Krawczyk, et. al. Informational [Page 4] RFC 2104 HMAC February 1997

5. Truncated output

 A well-known practice with message authentication codes is to
 truncate the output of the MAC and output only part of the bits
 (e.g., [MM, ANSI]).  Preneel and van Oorschot [PV] show some
 analytical advantages of truncating the output of hash-based MAC
 functions. The results in this area are not absolute as for the
 overall security advantages of truncation. It has advantages (less
 information on the hash result available to an attacker) and
 disadvantages (less bits to predict for the attacker).  Applications
 of HMAC can choose to truncate the output of HMAC by outputting the t
 leftmost bits of the HMAC computation for some parameter t (namely,
 the computation is carried in the normal way as defined in section 2
 above but the end result is truncated to t bits). We recommend that
 the output length t be not less than half the length of the hash
 output (to match the birthday attack bound) and not less than 80 bits
 (a suitable lower bound on the number of bits that need to be
 predicted by an attacker).  We propose denoting a realization of HMAC
 that uses a hash function H with t bits of output as HMAC-H-t. For
 example, HMAC-SHA1-80 denotes HMAC computed using the SHA-1 function
 and with the output truncated to 80 bits.  (If the parameter t is not
 specified, e.g.
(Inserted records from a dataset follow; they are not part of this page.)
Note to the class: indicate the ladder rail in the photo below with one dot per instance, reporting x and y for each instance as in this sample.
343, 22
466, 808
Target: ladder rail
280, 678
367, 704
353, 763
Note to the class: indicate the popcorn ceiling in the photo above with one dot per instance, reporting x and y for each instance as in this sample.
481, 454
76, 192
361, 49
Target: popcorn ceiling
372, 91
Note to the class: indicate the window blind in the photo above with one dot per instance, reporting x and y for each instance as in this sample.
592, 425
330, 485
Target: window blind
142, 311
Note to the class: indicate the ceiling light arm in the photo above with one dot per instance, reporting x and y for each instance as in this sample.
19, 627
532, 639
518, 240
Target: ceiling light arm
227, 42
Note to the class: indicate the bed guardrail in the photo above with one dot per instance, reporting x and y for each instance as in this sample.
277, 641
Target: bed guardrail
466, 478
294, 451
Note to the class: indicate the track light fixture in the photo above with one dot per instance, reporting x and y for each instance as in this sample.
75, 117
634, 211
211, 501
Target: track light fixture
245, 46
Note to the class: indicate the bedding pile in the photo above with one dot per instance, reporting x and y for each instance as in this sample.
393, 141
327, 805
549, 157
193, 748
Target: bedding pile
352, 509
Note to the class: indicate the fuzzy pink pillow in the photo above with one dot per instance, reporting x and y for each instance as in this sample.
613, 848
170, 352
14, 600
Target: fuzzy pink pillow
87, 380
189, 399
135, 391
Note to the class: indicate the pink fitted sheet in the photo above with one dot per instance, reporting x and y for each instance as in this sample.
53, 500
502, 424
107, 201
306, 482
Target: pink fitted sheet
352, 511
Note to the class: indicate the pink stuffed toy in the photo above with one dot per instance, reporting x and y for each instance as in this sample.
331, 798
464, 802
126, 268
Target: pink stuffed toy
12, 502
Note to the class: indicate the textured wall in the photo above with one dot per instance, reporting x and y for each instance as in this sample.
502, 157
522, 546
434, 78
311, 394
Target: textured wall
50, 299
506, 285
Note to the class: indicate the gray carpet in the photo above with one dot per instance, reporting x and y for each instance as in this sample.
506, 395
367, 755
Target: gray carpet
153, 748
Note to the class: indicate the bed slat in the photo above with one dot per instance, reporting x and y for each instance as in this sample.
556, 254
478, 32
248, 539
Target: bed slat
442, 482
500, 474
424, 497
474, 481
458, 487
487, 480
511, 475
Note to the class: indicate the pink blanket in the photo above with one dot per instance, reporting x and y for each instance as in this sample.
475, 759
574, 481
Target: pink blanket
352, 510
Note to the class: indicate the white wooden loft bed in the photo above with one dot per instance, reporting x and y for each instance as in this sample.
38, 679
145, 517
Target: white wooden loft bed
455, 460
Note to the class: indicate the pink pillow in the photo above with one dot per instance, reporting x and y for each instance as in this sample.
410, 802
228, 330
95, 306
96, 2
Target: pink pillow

HMAC-MD5, then it is assumed that all the bits of the
 hash are output.)

6. Security

 The security of the message authentication mechanism presented here
 depends on cryptographic properties of the hash function H: the
 resistance to collision finding (limited to the case where the
 initial value is secret and random, and where the output of the
 function is not explicitly available to the attacker), and the
 message authentication property of the compression function of H when
 applied to single blocks (in HMAC these blocks are partially unknown
 to an attacker as they contain the result of the inner H computation
 and, in particular, cannot be fully chosen by the attacker).
 These properties, and actually stronger ones, are commonly assumed
 for hash functions of the kind used with HMAC. In particular, a hash
 function for which the above properties do not hold would become
 unsuitable for most (probably, all) cryptographic applications,
 including alternative message authentication schemes based on such
 functions.  (For a complete analysis and rationale of the HMAC
 function the reader is referred to [BCK1].)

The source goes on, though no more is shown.